Bidirectional Long Short-Term Memory (BiLSTM) Neural Networks with Conjoint Fingerprints: Application in Predicting Skin-Sensitizing Agents in Natural Compounds.
Journal:
Journal of chemical information and modeling
PMID:
40029998
Abstract
Skin sensitization, or allergic contact dermatitis, represents a critical end point in toxicity assessment, with profound implications for drug safety and regulatory decision-making. This study aims to develop a robust deep-learning-based quantitative structure-activity relationship framework for accurately predicting skin sensitization toxicity, particularly in the context of natural-product-derived compounds. To achieve this, we explored advanced recurrent neural network architectures, including long short-term memory (LSTM), bidirectional LSTM (BiLSTM), gated recurrent unit (GRU), and bidirectional GRU, to model the intricate structure-toxicity relationships inherent in molecular compounds. We aim to optimize and improve predictive performance by training a cohort of 55 models with a diverse set of molecular fingerprints. Notably, the BiLSTM model, which integrates SMILES tokens with RDKit fingerprints, achieved superior predictive performance, underscoring its capability to effectively capture key molecular determinants of skin sensitization. An extensive applicability domain analysis coupled with an in-depth evaluation of feature importance provided new insights into the key molecular attributes that influence sensitization propensity. We further evaluated the BiLSTM model using a natural product data set, where it demonstrated exceptional generalization capabilities.
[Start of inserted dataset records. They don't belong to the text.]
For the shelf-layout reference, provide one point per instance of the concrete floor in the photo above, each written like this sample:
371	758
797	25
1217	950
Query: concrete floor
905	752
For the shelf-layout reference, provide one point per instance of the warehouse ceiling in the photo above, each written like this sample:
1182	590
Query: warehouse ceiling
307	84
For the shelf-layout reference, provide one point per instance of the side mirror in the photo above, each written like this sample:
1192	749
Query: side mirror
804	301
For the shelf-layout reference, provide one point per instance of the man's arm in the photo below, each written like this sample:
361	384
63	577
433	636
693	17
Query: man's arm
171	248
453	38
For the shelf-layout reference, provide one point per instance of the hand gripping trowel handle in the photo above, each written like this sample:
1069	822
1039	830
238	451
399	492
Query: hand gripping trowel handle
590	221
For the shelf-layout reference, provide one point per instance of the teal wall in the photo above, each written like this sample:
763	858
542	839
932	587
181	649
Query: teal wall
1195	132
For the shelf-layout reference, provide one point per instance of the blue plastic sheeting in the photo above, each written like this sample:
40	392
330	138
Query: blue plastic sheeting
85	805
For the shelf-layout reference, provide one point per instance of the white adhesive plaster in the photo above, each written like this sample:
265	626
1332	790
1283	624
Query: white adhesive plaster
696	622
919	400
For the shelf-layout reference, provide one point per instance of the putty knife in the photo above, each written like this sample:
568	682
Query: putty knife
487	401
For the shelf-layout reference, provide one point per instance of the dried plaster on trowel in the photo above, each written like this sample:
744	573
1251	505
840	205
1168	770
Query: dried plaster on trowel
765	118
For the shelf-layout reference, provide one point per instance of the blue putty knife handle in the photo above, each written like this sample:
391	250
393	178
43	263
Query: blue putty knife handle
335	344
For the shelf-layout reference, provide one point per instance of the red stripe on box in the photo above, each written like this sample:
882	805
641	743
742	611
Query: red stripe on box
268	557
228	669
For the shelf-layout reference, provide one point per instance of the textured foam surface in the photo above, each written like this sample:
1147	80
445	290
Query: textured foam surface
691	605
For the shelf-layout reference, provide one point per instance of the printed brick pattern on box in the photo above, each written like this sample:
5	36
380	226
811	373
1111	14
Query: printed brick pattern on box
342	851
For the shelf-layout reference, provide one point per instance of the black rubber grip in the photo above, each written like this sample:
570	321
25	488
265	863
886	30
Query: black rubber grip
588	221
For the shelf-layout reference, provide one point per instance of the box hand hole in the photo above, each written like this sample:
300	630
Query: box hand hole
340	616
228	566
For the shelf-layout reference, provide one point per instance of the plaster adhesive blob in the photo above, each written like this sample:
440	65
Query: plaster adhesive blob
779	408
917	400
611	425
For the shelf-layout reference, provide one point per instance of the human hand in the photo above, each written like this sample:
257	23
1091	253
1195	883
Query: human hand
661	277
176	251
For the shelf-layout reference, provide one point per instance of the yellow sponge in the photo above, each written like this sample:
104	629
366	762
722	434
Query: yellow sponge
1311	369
The model achieved an accuracy of 86.5%, a Matthews correlation coefficient of 75.2%, a sensitivity of 100%, an area under the curve of 88%, a specificity of 75%, and an F1-score of 88.8%. Remarkably, the model effectively categorized natural products by discriminating sensitizing from non-sensitizing agents across various natural product subcategories. These results underscore the potential of BiLSTM-based models as powerful tools for modern drug discovery efforts and regulatory assessments, especially in the field of natural products.